Summary and Conclusions
The
results of this study indicate that the rate of liver T4-5’-deiodinase activity
is greater in the lean than the obese phenotype and decreases progressively
with aging in both phenotypes in parallel to the decreases in fasting plasma
insulin concentrations and in gradually decreasing RMR in both phenotypes. The
significantly greater plasma half-life of T4 in the obese phenotype is
consistent with the deceased hepatic conversion of T4 to T3. A major effect of
T3, the active form of the thyroid hormone is to modulate the rates of
intermediary metabolism and oxidation of substrates, a primary source of
inflammatory ROS generation and of maintaining the rate of resting oxygen
consumption [39]. Thus, the age -related decreases in T4-5’-deiodinase activity
and in vivo peripheral conversion may contribute to the longevity in both
phenotypes via influencing the generation of inflammatory ROS downward, and
thereby minimizing their deleterious and damaging effects on pathogenic
mechanisms in the lean and obese phenotypes when formed [44].
Excess
adiposity contributes to inflammatory ROS generation, and may be a contributor
to the decreased life span in the obese phenotype [39,47]. In addition, the
longevity impact demonstrated in the obese phenotype while resulting in a
significant decrease in longevity when compared to their lean littermates,
still enabled the obese phenotype to outlive the obese of other genetically
obese rat strains, most of which appear to suffer their demise soon after one
year of age.

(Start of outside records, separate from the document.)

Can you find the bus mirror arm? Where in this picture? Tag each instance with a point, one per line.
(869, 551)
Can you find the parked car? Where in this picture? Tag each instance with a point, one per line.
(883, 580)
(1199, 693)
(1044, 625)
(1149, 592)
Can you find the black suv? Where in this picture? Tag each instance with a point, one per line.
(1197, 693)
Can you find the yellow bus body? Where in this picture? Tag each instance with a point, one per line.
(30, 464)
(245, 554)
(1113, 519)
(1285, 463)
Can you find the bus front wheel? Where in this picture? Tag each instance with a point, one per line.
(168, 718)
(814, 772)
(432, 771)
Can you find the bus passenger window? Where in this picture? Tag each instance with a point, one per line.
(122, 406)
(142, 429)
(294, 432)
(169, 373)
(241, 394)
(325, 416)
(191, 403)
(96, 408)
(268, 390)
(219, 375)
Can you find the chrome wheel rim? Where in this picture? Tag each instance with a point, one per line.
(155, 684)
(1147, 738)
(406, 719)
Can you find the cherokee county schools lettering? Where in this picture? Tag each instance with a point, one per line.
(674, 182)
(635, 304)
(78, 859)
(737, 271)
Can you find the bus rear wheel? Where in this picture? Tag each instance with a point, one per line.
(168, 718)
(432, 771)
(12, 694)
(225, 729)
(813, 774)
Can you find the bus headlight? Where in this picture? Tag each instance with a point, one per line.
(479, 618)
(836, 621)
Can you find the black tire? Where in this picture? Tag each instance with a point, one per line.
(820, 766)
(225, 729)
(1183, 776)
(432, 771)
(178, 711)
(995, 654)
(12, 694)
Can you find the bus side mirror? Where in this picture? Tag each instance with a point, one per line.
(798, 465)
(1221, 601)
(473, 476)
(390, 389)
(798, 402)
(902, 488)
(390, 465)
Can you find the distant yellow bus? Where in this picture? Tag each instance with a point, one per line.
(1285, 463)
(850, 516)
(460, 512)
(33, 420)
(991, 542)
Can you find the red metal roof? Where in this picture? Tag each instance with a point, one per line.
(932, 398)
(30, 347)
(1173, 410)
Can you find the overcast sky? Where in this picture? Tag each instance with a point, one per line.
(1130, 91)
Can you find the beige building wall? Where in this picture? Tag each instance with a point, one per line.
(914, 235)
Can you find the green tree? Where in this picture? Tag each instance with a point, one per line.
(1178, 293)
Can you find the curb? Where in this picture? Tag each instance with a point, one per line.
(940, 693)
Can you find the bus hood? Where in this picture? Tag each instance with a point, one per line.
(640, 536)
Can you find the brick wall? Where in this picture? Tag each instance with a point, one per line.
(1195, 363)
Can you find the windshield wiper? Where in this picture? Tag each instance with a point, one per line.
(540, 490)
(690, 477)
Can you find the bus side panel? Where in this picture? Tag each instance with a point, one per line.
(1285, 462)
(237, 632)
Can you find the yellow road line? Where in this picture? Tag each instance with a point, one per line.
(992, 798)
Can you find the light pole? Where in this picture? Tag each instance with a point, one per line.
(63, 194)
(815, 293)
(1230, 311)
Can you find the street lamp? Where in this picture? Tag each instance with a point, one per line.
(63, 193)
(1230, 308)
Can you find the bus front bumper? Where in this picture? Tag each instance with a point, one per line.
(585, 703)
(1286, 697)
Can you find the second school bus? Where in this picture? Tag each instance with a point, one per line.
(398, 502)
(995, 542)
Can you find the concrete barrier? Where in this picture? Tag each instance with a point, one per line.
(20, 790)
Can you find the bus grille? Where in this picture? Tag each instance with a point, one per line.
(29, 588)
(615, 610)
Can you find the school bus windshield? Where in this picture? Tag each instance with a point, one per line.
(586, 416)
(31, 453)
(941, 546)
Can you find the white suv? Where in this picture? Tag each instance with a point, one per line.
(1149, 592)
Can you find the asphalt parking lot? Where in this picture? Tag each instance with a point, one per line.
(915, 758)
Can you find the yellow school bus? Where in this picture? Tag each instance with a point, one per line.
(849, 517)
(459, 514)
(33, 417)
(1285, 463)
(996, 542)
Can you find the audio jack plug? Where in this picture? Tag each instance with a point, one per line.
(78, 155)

These observations suggest that genetic factors may also be at
play in longevity in this strain, since the background LA/N strain has been
noted for its healthful longevity [17,19]. The autosomal recessive inheritance
of the -cp trait is present in both phenotypes of the strain [17-19]. In
clinical studies, modest decreases in thyroidal activity have been suggested as
a contributing factor in obesity and premature longevity, presumably via
decreasing the rate of age-linked contributors to the pathophysiology of thyroidal-mediated
changes in aging [31-35,44,47].
Acknowledgements
The
author is grateful for the Institutional resources of USAT Montserrat to
develop this manuscript.
USE of AI
No
applications of AI were utilized in the preparation of this manuscript.